Corinee Mackay: http://thoughtsontranslation.com/2010/08/20/the-drawbacks-of-translation-memory-tools/
or Patent Translator:
http://patenttranslator.wordpress.com/2010/07/17/friends-dont-let-friends-use-trados-or-other-translation-memory-tools/
Kirti
My personal experience...
DeleteI started using a TM tool driven by a client and found out it helped me to avoid a recurring failure... skipping paragraphs! But that was eons ago... now I know better.
Then I found out that it was useful and increased my productivity. I use it mostly for context search and welcome all 100% matches. No retyping!
One of the process key advantages is that I do not have to worry about over-typing or deleting source text after translating, and CAT tools have also levied the task of working differently with different file formats.
My fuzzy rates, though, are different from Trados or those usually employed by LSPs.
Step 1: Translation is cooking. You take ingredients that make sense in one language and you try to create another dish using other ingredients to repoduce something that tastes the same. Obviously as it does not work as a rocket science in practice, it does not work that way in translation either. By fixing the composition of various meals already cooked you fix varieties that have been tasted by different customers at different times and we do not even know what they have thought of it. Matches at word level is a tragedy, we know why.

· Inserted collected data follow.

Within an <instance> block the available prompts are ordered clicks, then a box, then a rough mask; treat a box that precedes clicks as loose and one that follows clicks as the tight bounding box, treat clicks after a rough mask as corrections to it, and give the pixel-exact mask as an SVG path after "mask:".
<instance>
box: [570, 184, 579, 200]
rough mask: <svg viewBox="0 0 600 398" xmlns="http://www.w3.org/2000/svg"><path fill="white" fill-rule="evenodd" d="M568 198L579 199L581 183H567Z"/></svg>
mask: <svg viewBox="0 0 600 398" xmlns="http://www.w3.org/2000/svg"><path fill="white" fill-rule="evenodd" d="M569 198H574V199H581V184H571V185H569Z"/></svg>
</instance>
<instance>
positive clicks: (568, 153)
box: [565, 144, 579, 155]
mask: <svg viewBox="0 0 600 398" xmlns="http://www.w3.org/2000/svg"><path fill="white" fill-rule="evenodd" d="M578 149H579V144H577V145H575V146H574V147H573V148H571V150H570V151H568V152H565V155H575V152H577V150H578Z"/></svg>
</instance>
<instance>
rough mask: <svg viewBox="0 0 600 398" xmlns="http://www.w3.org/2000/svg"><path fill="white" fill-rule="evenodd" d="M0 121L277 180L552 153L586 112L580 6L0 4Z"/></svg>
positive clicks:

ReplyDeleteImagine a shop where they sell soap of different smell but the whole shop has a composite smell that you love. You either move in there to live, or buy the whole stock, but buying separate bars will never give you the same joy. Bu I have cheated here
Step 2. My metaphore was not precise, because translation is not cooking, nor selling flagrants. It is making but carbonated drinks, as coca cola, which cannot be reproduced at all without knowing the exact amounts of the ingredients to be used. The closest to that is fröccs in Hungarian that comes in several varietis calling for an expert to see the difference. But the expert would be a drunkard, who has drunk so much of fröccs, that he cannot see the difference any more - as the case is with TMs.
I absolutely agree to the post and translation memoriy itself is hardly going to disappear as a fact but at present it's going at some new stage of existence and what the translator should be in this connection is the question now.
ReplyDeleteIt's really a true vision of the problem.
ReplyDeletePosted by Roman Blinov
Here is a link to the presentation by Jochen, the founder of Trados (who BTW used one of my graphics without attribution ;-)
ReplyDeletehttp://www.slideshare.net/JochenHummel/a-life-for-tm-7434261
He seems to see a future of sub-segment matching and also interestingly felt that TM did not live up to it's promise as a helpful tool for translators who were his real target customer in the beginning.
I think we are already way past that and that there are much smarter text analysis and matching technologies out there not developed by people in the translation industry.
Perhaps you are interested in visiting Transopedia, a collection of translation industry related terms. This glossary provides an explanation of many of the terms frequently used in connection with translation and other linguistic services. Please click the link below
ReplyDeleteEnglish Hungarian translator
That's absolutely my opinion. This is going to be a mightily interesting decade for translation software. It's only just starting to make sense. Plus SDL and other programs go back to the Windows 98 era, so they are stuffed with a lot of legacy code related to former Windows'instability. But this is a decade where everybody is starting to make software that "just works". It's the only form of software people will pay for today. So I think we will see significant advances, most of all in performance and stability.
ReplyDeleteIS THAT ON THE 13TH LINE A SPELLING MISTAKE?
ReplyDelete''At it’s most basic level it is a text...''
it should be ''AT ITS MOST BASIC...'' right?